Brian Seeley has been running the Herban Legend food truck and sizzling up his menu for the last year, “Arabic shwarma…it’s a chicken pita with tzatziki sauce and tabouleh.”
The Herban Legend has attracted a following that can’t get enough of its tasty options. Reed Carlson is one of his usual customers. He says the food is affordable and delicious, “You get a great meal, it’s fresh, it’s juicy and that’s all you want with a burger.”

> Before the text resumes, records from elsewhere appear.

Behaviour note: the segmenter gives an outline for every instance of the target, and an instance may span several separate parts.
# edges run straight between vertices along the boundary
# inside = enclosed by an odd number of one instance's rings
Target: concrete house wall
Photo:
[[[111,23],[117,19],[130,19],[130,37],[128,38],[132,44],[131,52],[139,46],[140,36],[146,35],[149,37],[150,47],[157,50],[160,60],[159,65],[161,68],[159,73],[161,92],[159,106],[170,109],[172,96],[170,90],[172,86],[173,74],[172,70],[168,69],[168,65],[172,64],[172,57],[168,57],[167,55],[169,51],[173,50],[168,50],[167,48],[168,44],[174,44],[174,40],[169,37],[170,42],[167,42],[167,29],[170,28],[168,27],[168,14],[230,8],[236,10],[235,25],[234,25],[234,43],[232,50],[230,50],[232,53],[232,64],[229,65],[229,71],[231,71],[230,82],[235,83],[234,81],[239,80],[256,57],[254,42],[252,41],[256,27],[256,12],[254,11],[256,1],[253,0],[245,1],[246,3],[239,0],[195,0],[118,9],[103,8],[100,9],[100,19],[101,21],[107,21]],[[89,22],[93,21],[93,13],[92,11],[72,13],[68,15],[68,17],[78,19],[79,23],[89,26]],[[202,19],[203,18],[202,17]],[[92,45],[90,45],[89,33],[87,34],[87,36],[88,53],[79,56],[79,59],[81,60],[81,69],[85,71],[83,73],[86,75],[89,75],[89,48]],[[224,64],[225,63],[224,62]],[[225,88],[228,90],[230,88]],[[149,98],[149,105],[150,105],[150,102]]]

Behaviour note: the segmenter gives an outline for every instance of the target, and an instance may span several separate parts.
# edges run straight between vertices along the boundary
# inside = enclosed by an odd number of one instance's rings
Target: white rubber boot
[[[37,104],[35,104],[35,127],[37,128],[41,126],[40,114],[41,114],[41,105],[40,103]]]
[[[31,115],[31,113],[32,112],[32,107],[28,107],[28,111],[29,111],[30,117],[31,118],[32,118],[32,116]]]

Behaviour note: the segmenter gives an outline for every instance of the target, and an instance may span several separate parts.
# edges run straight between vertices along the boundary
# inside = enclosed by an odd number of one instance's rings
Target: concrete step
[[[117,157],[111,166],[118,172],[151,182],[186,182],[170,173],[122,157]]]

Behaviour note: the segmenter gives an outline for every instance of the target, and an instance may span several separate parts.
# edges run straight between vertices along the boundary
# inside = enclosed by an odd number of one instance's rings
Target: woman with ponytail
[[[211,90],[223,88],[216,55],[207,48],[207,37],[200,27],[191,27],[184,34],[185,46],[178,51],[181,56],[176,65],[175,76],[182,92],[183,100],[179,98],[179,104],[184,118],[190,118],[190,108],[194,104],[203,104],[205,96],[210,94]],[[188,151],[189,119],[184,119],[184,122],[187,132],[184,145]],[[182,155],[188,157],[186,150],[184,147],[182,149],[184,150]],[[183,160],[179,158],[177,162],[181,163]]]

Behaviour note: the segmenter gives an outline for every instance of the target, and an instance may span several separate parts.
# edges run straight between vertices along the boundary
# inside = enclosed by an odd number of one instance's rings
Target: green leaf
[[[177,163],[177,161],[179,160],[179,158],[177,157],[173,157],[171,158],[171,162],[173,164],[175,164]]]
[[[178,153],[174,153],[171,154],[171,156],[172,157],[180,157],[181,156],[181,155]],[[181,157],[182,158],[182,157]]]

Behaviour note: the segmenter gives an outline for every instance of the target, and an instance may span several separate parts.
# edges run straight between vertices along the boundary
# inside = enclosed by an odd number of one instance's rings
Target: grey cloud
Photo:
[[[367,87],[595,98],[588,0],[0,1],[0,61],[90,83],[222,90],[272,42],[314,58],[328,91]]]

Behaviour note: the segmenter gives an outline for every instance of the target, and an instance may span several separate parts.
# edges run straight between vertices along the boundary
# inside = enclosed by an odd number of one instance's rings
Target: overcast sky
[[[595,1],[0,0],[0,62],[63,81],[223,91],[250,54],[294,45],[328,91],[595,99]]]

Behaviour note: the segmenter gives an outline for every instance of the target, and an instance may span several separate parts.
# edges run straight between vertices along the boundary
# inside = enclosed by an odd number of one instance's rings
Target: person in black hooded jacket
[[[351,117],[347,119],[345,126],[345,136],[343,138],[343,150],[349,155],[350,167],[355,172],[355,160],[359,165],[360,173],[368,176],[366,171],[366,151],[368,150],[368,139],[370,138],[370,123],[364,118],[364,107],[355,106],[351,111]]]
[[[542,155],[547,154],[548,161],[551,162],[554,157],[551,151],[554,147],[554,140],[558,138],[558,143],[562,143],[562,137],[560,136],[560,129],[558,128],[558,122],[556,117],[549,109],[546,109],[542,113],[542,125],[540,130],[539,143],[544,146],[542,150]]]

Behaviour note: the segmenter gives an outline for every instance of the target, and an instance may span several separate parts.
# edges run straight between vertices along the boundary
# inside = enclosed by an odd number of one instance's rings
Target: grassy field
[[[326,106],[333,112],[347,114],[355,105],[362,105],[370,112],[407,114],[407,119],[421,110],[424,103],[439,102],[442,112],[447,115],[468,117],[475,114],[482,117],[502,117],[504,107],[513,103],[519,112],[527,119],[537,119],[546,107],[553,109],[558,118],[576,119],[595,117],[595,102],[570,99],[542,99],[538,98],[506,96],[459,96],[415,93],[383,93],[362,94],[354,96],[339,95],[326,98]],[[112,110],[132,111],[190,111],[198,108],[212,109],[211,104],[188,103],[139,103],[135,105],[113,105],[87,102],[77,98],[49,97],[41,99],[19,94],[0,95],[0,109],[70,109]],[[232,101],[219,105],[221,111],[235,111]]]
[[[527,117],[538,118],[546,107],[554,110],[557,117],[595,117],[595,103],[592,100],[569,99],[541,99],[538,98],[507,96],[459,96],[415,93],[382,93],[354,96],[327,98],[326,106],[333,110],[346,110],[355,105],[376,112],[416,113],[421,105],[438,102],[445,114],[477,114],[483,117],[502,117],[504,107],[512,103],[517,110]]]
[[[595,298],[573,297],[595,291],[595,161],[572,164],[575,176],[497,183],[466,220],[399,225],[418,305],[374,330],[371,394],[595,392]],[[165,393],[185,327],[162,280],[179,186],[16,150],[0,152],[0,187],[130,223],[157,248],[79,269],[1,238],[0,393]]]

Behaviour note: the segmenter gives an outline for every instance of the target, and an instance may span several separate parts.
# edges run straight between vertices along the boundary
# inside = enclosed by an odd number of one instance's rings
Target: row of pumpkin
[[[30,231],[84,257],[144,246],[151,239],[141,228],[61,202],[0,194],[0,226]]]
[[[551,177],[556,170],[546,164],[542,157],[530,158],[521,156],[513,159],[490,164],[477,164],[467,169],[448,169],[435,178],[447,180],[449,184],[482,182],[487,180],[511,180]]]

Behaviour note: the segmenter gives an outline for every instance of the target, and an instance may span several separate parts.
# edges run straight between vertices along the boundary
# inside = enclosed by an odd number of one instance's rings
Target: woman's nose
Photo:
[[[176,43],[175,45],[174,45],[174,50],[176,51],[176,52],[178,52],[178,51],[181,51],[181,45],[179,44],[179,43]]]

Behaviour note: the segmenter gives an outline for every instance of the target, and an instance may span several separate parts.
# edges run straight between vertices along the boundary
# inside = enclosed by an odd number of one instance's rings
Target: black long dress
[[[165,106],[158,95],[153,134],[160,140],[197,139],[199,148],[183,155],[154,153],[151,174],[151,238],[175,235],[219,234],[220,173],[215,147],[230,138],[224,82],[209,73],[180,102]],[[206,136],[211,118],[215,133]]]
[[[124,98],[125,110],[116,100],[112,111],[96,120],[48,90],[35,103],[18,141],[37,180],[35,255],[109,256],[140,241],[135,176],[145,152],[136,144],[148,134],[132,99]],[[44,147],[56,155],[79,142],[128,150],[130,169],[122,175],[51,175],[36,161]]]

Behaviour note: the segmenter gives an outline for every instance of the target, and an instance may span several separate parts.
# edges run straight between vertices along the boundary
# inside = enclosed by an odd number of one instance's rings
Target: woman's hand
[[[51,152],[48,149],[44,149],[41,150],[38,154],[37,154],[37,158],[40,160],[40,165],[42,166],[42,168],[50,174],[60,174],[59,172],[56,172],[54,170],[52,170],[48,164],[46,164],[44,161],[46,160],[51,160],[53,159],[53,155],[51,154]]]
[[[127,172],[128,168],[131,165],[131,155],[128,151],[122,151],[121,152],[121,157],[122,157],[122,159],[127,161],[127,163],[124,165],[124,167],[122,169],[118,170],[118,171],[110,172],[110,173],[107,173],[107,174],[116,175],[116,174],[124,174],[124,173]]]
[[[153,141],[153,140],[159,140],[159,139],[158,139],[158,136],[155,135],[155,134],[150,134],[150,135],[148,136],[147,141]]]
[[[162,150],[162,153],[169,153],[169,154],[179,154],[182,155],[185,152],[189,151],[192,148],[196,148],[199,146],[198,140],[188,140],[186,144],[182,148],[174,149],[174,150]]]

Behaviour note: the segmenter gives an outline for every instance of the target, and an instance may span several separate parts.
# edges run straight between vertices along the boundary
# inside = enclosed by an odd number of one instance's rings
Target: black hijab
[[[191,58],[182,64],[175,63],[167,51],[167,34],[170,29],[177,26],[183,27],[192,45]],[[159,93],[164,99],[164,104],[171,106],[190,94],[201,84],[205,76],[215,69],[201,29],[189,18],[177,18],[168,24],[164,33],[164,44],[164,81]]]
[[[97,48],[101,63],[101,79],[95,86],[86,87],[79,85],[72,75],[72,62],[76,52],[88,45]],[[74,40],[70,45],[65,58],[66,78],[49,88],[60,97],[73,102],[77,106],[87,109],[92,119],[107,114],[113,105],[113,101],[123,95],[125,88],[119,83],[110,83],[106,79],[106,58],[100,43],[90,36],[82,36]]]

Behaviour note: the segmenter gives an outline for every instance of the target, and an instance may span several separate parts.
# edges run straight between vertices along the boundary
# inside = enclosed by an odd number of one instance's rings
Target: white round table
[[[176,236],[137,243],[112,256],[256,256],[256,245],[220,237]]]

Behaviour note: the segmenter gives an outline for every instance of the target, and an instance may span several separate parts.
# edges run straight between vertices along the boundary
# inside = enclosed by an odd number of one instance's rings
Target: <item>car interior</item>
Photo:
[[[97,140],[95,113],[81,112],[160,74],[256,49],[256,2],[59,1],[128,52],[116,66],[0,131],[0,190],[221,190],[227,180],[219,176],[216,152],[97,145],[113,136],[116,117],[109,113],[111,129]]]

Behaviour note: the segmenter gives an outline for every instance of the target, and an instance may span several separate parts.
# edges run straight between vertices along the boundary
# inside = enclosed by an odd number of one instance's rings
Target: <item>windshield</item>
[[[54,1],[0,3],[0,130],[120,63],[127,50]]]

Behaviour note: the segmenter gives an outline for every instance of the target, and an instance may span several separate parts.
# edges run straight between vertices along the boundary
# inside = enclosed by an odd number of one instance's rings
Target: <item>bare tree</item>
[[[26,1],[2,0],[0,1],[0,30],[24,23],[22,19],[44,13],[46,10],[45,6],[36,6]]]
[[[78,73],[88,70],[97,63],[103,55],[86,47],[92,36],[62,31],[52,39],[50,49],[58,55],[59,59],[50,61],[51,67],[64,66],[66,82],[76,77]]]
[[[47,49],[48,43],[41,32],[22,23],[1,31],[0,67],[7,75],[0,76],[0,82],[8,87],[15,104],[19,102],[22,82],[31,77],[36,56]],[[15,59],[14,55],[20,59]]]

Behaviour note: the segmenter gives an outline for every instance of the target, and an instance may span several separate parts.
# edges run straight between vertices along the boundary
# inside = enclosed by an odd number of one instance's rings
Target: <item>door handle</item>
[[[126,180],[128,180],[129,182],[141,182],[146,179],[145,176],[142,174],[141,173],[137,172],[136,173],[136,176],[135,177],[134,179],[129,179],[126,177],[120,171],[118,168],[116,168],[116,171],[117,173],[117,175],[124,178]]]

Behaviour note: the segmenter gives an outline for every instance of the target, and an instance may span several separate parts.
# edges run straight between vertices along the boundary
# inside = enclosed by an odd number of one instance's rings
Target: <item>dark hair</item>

But not everyone will taste the delicious menu. Even though the Convention Host Committee is now allowing vendors to apply for spots in Uptown, Brian says it simply isn’t worth it; this size of his truck would run him up to $12,000 dollars just for the week of the convention, “I couldn’t even come close to making any kind of money, I wouldn’t even break even; for the Democratic National Convention, it’s supposed to be behind small business, now they’re trying to limit what that small business can do.”
Even residents like Tom Duarte say the rules are a bit tough to swallow, “With the influx of people, I think there is going to be a need for more catering; more business and I think it’s a good time for them to show off.”
Seeley says he’s working around the DNC limitations and counting on what got him here in the first place, “Get as much of the business as I can, you got to rake the hay while the sun is shining, but the money that keeps your business going is from the people who are here all the time and that’s who I am going to cater to.”
Food truck vendors must also comply with a 2008 ordinance that limits where they can go and how late they can operate. Mobile vendors must stay 400 feet from other trucks and residential areas. Mobile vendors must also close up shop by 9pm and can only be at a specific location for no more than 90 days.